Vor einer gefühlten Ewigkeit erzählte mir ein nicht mehr berufstätiger Landwirt aus einem Dorf bei Bremen eine wilde Geschichte, die heutzutage zu den lästigen Alltäglichkeiten gehört, mit denen Vermieter zu kämpfen haben.

Es war wohl so Mitte der 1980er Jahre. In Bremen, aber auch in anderen Großstädten herrschte Wohnungsmangel. Es gab kaum bezahlbaren Wohnraum. Deshalb versuchten jene Wohnungssuchenden in den so genannten Speckgürtel der Stadt zu ziehen. Dort waren das Mietangebot größer und die Wohnungen billiger.

Der Bauer, sonst nicht auf den Kopf gefallen, nutzte diese Situation und kaufte ein marodes, altes Haus. Er ließ es sanieren, um anschließend die Räume zu vermieten. Eines Tages erschien eine Familie, bestehend aus Mutter, Vater und eine Unzahl von Kindern. Letztere kamen allerdings nicht zum Besichtigungstermin mit. Der Familienvater erschien hierzu alleine. Er hatte sich - wie man so schön sagt - in Schale geschmissen, trug somit einen Anzug, elegante Schuhe und kam mit einem großen Auto vorgefahren.

Der Landwirt war sichtlich angetan. Er ließ alles, sonst übliche Misstrauen beiseite und vermietete das Haus an den Interessenten. Das war ein Fehler. Nachdem die neunköpfige Familie dort eingezogen war, die Kaution und die erste Miete bezahlt hatte, türmten sich monatelang Mietschulden auf. Ein fünfstelliger Betrag hatte sich bald angesammelt. Der Landwirt kündigte den Mietvertrag, beauftragte einen Kollegen und ließ Räumungs - und Zahlungsklage erheben.

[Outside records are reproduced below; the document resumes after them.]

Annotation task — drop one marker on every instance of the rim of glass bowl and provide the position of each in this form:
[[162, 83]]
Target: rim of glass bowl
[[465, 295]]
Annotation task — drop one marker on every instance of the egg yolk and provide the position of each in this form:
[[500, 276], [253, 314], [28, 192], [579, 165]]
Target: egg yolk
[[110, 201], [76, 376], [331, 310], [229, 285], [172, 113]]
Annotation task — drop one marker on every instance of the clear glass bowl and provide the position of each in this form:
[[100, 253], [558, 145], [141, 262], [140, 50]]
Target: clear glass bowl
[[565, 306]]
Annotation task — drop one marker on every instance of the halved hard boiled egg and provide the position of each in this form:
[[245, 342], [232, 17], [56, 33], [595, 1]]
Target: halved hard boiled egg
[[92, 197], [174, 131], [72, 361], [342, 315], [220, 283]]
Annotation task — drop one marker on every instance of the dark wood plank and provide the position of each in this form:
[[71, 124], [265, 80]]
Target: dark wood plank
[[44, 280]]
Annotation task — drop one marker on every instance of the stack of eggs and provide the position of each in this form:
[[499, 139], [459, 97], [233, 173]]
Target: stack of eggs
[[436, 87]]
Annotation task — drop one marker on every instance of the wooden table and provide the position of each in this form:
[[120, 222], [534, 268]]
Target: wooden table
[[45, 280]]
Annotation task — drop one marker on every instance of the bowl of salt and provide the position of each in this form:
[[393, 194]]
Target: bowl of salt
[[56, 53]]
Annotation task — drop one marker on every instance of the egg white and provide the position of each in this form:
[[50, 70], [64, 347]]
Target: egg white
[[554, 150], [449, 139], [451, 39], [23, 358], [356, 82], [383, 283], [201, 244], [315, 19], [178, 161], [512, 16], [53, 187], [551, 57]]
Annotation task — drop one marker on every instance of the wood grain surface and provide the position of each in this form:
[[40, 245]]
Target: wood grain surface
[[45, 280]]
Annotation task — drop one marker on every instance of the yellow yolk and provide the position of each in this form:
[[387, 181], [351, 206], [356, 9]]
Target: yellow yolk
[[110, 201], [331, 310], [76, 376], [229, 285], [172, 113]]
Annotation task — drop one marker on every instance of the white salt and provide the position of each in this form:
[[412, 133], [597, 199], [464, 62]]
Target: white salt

Doch die Gerichte, so auch das Amtsgericht in Syke, sind bei solchen Verfahren nicht schnell genug. Es dauerte beinahe 1, 5 Jahre, ehe dem Bauern ein Räumungsurteil vorlag, die Vollstreckung erfolgen konnte und das Haus wieder frei wurde.

Die Zimmer sahen allesamt aus, als habe dort eine Bombe eingeschlagen. Er nannte mir gegenüber die einstigen Mieter Halunken, Betrüger und Dreckschweine. Heutzutage werden sie wortneutral im feinsten Denglisch " Messies " betitelt.

Dem Bauern kosteten die Mietnomaden einen satten Betrag von mehr als 20.000 DM. Er wurde danach vorsichtiger und verlangte verschiedene Nachweise von seinen Folgemietern.

Nun, mehr Schein als Sein, gehört zu den üblichen Verhaltensmustern vieler Menschen.

Vor einigen Wochen erschien ein von uns beauftragter Makler mit einer Kaufinteressentin aus der Schweiz zu einem Besichtigungstermin. Ich verdrückte mich wie üblich und ließ den Makler schalten und walten, wie er es für richtig hielt. Zuvor allerdings erklärte mir dieser, er habe bei diesem Termin kein besonders guten Gefühl, da die Interessentin deutsch mit einem leichten russischen Akzent spräche.

Nun, ja, ich sehe das nicht so verbissen und konnte ihn beruhigen.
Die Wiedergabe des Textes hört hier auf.